Ipswich, it must be said, was a staunchly Protestant, non-conformist town; even today, Anglican worshippers are in a minority. There was still a certain amount of anti-Catholic prejudice, and the Reform laws giving Catholics equal rights were still almost 40 years away. But eventually, the upheaval in France was over, and Pere Simon returned to settle his affairs, and sell a small amount of property inherited from his family. He returned to Ipswich with the proceeds. He would spend the money, and the rest of his life, re-establishing a Catholic presence in his adopted home.
     
He bought five acres of land on Albion Hill, part of the heathland of what was then the eastern outskirts of town. The Woodbridge road ran beside it, and Pere Simon built a cottage, set back from this road. Its neighbours were an 18th century house to the east, and the Albion Mills to the north and west. Inside the house, he prepared a chapel, the first permanent home for the Blessed Sacrament in Ipswich since the Reformation. Eventually, when the time was right, he extended the cottage eastwards by building a church, dedicated as Our Lady of Grace.

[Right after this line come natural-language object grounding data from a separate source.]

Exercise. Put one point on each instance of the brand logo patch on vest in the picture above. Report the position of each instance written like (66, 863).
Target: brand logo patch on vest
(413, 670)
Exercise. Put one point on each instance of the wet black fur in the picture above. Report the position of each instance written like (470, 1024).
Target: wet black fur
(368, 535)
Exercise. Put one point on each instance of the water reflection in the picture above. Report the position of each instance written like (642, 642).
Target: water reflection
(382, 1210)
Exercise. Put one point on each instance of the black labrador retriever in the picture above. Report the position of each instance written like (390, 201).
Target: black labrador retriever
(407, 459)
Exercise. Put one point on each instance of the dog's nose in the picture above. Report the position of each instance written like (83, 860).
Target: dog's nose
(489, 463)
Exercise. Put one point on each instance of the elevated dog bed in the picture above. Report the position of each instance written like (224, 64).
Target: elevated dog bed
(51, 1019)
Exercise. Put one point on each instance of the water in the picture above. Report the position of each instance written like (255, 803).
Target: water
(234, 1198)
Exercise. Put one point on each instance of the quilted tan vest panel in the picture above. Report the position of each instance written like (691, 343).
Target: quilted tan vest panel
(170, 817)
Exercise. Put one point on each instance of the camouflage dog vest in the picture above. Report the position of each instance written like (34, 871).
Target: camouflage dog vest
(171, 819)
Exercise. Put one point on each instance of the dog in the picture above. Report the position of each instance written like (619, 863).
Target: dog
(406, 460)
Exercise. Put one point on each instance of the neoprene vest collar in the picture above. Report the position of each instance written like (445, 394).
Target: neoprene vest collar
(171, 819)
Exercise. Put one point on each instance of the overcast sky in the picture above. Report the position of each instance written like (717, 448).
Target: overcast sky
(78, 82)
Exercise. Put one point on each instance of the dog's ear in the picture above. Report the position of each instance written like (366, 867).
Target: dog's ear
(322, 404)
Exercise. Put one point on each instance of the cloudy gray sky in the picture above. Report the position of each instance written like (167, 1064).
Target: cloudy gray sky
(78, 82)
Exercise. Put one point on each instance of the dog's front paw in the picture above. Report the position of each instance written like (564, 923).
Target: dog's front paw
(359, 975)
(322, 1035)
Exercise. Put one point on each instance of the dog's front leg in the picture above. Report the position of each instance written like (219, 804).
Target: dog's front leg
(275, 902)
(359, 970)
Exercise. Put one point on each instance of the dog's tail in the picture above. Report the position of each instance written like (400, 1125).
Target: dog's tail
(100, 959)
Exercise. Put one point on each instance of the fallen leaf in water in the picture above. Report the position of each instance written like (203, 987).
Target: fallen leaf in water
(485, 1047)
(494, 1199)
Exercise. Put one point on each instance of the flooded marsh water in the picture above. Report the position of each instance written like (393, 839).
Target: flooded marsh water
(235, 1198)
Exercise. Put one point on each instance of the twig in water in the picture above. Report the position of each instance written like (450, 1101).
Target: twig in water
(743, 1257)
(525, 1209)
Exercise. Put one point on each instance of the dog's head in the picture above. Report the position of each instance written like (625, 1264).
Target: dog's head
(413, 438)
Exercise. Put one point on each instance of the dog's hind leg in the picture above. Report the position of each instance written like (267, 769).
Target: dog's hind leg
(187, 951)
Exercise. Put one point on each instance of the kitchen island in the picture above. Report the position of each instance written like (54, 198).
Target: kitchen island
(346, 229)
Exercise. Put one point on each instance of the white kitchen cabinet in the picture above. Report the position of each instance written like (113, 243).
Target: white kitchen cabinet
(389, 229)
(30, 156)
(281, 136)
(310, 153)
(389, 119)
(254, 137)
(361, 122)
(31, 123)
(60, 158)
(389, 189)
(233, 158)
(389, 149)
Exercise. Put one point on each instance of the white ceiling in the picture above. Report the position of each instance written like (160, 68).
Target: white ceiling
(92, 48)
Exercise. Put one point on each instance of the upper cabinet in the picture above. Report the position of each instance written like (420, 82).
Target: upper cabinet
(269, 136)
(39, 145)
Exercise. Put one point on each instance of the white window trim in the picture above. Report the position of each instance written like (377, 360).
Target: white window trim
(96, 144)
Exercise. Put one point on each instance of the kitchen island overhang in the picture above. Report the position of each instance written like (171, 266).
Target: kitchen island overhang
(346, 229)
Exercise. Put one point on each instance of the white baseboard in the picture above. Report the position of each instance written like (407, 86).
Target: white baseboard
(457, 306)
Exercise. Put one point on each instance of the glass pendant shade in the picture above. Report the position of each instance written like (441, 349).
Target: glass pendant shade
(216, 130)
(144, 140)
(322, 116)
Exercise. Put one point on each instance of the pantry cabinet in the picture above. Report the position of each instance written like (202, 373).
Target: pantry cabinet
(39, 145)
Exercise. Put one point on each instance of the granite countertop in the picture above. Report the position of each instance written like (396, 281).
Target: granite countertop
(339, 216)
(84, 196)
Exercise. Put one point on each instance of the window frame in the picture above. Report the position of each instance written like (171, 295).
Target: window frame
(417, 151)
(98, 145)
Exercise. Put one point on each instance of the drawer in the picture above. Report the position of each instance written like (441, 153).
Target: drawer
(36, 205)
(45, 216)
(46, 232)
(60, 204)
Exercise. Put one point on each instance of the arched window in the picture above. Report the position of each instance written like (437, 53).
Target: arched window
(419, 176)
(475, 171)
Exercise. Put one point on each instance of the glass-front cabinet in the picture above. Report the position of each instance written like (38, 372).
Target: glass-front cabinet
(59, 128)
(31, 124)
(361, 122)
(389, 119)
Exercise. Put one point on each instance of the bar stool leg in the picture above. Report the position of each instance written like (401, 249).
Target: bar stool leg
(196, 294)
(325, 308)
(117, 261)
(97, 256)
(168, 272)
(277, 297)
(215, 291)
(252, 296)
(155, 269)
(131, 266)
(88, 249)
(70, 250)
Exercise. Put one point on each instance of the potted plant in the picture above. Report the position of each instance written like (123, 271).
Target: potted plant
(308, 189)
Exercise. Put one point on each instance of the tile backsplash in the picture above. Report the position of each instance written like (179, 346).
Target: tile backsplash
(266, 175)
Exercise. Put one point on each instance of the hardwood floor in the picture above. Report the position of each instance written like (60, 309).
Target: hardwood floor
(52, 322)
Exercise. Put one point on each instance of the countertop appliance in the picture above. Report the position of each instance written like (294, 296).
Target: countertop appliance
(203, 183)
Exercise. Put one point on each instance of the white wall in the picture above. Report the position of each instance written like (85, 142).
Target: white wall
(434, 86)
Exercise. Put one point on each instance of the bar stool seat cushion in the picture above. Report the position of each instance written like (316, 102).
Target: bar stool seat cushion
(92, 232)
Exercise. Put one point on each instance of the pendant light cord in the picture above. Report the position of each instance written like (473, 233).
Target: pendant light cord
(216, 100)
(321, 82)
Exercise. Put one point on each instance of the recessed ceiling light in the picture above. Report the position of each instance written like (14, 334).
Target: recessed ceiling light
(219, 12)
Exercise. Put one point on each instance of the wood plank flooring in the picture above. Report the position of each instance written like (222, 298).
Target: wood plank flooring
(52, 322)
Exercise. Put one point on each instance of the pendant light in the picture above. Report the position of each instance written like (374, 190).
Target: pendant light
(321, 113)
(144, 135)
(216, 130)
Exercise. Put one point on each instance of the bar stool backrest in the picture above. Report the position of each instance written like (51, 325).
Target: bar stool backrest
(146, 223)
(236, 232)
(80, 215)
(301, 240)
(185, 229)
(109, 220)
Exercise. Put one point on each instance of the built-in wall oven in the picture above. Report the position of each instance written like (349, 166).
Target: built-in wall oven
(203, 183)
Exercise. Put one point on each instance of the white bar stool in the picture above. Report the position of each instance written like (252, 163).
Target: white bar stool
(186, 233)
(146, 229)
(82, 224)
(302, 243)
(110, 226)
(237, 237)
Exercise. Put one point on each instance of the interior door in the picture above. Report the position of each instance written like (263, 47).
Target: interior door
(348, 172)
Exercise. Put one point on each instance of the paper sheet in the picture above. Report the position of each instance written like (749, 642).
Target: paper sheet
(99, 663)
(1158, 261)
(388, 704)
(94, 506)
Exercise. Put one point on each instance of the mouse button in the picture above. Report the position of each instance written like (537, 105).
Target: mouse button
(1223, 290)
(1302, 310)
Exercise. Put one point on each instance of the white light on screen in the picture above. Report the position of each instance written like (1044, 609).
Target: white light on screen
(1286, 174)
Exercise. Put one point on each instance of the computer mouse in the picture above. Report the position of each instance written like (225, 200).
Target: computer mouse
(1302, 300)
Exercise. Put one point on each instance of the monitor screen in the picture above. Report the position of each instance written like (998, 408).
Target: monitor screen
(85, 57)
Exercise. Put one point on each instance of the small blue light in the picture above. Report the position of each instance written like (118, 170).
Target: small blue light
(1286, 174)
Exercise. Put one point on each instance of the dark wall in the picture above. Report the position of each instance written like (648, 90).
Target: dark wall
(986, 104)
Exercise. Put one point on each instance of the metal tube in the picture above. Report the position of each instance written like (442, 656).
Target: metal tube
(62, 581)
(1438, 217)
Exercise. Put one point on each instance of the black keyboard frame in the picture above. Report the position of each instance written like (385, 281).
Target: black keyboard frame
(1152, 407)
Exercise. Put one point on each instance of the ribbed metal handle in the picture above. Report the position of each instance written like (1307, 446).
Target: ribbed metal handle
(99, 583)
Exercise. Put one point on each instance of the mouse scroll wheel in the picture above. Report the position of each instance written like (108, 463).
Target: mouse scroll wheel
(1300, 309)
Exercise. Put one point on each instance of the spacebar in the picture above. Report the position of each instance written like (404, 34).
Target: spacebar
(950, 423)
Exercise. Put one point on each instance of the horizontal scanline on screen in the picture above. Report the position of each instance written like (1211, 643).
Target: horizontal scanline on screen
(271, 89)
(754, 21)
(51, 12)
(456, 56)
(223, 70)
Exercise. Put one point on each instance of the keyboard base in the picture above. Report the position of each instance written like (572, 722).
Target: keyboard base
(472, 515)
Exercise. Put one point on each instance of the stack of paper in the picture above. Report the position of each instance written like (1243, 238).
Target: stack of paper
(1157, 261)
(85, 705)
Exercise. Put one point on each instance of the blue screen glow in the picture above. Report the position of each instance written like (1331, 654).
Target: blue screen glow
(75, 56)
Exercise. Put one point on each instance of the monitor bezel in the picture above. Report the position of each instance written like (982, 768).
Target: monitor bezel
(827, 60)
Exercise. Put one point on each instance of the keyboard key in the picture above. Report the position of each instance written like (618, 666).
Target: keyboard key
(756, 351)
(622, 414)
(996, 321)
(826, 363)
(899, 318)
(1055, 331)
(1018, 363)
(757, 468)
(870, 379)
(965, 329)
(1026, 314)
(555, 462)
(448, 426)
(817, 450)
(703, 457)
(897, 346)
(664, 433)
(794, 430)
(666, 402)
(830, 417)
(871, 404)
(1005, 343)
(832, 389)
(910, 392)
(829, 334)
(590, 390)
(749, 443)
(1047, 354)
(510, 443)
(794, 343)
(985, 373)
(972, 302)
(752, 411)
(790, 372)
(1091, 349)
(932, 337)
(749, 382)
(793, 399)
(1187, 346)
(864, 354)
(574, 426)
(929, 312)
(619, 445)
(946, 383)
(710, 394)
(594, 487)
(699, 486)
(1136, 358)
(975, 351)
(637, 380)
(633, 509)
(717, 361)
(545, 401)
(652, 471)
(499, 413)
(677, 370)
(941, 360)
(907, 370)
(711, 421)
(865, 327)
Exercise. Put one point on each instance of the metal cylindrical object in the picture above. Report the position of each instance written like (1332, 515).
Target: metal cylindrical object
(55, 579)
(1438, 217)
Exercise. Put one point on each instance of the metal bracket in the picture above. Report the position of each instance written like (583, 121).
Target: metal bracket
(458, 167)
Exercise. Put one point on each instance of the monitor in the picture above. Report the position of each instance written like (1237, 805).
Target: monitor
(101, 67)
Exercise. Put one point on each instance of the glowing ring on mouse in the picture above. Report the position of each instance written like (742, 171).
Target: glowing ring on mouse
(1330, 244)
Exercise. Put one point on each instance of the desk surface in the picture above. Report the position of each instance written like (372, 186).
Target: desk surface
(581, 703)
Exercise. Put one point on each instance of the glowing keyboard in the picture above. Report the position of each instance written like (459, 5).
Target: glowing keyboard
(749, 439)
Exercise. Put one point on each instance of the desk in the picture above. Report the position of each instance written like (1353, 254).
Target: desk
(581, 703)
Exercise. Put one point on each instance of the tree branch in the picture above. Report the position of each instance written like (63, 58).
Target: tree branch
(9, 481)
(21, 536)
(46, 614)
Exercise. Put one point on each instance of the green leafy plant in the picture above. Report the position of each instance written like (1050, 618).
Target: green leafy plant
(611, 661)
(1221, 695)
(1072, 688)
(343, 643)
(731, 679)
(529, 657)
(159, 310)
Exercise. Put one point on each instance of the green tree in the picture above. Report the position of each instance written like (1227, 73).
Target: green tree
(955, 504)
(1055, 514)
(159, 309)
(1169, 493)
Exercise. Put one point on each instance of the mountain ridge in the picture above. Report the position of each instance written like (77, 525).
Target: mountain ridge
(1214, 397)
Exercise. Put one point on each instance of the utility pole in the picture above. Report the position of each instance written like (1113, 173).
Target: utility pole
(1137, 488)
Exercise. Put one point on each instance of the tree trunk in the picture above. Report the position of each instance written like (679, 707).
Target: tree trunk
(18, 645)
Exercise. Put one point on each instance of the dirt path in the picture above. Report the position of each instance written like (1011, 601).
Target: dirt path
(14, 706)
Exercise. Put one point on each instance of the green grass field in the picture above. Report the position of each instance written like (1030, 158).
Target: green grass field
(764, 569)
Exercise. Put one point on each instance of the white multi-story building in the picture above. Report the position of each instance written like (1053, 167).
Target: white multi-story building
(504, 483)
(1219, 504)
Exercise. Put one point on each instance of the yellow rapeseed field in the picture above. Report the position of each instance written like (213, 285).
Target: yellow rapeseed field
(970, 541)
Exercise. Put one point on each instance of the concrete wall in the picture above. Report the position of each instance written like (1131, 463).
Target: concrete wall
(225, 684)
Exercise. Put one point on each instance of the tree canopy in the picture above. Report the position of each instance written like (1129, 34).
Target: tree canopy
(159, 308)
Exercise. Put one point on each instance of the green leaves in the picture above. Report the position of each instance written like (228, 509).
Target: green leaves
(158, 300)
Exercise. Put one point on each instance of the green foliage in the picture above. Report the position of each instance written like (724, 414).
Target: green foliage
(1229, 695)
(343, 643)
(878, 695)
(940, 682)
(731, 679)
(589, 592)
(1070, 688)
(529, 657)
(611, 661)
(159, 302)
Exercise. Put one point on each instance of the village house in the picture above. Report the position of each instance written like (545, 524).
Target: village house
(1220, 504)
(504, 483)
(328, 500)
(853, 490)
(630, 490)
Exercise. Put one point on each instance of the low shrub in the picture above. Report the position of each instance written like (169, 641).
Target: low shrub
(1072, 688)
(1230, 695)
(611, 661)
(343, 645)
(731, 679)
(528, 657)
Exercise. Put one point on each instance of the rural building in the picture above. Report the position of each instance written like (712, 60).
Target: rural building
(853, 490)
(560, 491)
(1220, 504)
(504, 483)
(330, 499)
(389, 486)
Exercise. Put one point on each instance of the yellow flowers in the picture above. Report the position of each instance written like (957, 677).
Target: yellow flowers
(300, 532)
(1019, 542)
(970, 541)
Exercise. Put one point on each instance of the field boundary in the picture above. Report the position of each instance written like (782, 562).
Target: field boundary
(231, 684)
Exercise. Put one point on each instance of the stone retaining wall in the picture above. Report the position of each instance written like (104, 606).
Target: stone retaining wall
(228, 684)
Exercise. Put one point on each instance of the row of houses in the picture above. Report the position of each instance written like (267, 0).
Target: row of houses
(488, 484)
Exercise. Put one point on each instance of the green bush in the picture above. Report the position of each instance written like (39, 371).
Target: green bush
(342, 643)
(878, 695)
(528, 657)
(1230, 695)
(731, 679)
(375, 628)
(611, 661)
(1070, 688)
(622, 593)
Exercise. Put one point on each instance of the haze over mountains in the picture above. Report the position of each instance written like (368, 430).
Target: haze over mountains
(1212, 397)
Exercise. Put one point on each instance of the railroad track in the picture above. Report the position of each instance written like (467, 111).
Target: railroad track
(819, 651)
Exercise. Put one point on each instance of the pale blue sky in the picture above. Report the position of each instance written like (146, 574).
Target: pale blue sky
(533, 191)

In 1860, the nuns of the order of Jesus and Mary arrived in England, from their base in Lyons. A teaching order, they lived in the house that Pere Simon had built, and established it as their convent. They set up two schools on Pere Simon's five acres of land, probably as part of the same architectural commission as George Goldie's town centre church of St Pancras. The Sisters would survive and prosper, and they still live in the house to this day.

However, survival and prosperity seemd unlikely outcomes at the time, for the new self-confidence of Ipswich Catholics would prove to be a little misplaced. The other Ipswich churches had maintained an amount of anti-Catholic feeling, continuing to preach the 'No Popery' sermons that had dissuaded civic dignitaries from attending the opening of Our Lady of Grace in 1838. The firebrand Protestant ministers whipped up a storm that, one night in November 1862, turned into an anti-Catholic riot.

Crowds rampaged through the streets, attacking known Catholic businesses and homes. Their main targets were the two churches and the convent, which they besieged, attacking it with rocks and iron railings. Every window in the building was smashed. The Blessed Sacrament had been brought from Our Lady into the relative safety of the Convent chapel, and the community kept vigil through a night of violence and destruction.
As is so often the case, the attack was the catalyst for increased warmth and toleration. The local press denounced the actions of the mob as a disgrace, and local dignitaries visited the community with messages of sympathy and support. Father Kemp became an increasingly popular and well-known local figure.

The School of Jesus & Mary became, in the 20th Century, one of Ipswich's most venerable and aspirational educational establishments. In the 1990s it merged with St Joseph's College on the other side of Ipswich at Birkfield, and the schools were demolished, to be replaced by housing. But the convent remains, and the nuns remain too. Mass is celebrated every day, and on the occasions that it forms the parish Mass then all are welcome.